The North Dakota Petroleum Council and the Western Dakota Energy Association have been tracking where all the state’s oil money has gone from 2008 to 2018. Wednesday, they released the finished results — just in time to serve as talking points during the new legislative biennium.
Lawmakers at the state Capitol are already discussing a proposal that would create a new funding strategy to both steady Hub City funding and spread more oil money out to non-oil producing counties.
The bill, being carried by Rep. Mike Nathe, R-Bismarck, has been dubbed Operation Prairie Dog. It was authored by Sen.
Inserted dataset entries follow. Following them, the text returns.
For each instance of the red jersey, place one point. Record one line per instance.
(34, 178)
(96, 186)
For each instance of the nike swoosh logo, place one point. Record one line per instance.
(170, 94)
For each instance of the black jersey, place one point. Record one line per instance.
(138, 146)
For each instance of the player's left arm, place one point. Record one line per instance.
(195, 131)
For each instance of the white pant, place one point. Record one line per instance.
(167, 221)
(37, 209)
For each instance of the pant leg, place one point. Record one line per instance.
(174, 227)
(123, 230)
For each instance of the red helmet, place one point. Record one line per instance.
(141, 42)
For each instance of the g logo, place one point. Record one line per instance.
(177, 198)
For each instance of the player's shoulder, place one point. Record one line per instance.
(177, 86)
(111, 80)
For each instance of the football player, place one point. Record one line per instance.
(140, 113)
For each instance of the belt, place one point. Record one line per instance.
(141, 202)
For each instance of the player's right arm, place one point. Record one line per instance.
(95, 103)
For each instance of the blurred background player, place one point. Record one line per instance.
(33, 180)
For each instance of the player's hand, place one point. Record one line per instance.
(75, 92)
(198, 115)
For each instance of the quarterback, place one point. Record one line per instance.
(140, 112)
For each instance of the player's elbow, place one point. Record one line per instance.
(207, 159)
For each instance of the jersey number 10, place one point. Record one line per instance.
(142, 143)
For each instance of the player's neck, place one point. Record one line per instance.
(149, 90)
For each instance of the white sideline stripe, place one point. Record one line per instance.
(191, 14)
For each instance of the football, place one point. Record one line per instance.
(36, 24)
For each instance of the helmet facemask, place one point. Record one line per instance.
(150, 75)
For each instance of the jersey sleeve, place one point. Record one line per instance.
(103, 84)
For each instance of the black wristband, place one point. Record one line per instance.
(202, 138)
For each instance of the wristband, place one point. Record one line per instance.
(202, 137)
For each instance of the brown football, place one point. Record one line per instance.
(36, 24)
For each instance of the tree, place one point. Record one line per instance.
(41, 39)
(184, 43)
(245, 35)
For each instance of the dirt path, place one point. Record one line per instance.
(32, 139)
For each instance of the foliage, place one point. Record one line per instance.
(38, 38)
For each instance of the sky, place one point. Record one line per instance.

Majority Leader Rich Wardner, R-Dickinson.
“We appreciate the efforts of the NDPC and WDEA in compiling this information,” Wardner said. “During the legislative session, as we debate tax and spending bills, this information will be critical in ensuring lawmakers have a full understanding of where tax revenues are coming from and where they are being spent.”
The numbers show the oil industry has helped the entire state, not just the West, said Geoff Simon, Executive Director of WDEA.
“We’re excited to share this information, so people have a clear picture of how their government services are being funded,” he said.
North Dakota Petroleum Council President Ron Ness added that the information is important for the public to understand as lawmakers consider future spending.
According to the study, which was prepared by Brent Bogar with Jadestone Consulting, Oil Patch counties have done well by oil money.
Williams, Mckenzie, Mountrail, Ward and Stark Counties all fell into the $450 million and up category as far as total funds received from 2008 to 2018. Divide and Dunn were in the $150 to $499 million category.
Williams County’s total oil money was $944 million for property tax abatement, water projects, school funding, Outdoor Heritage projects, local transportation projects, and one-time surge funds, while McKenzie County received $762 million.
Stark received $474 million, Ward $458 million, Mountrail $582 million, Dunn $331 million, and Divide $177 million.
In most counties, the largest category of non-surge funding was for local transportation projects. Water projects were the next largest category in most cases.
The numbers also show that the West wasn’t the only recipient of big money from oil.
Grand Forks and Cass County also landed in the $450 million and up category, while nearby Barnes, Richland and Stutsman were all in the $75 to $149 million category.
Bottineau, Ramsey and Morton counties, in Central North Dakota, were also in the 75 to 149 million category, while Burleigh landed in the $150 to $499 million category.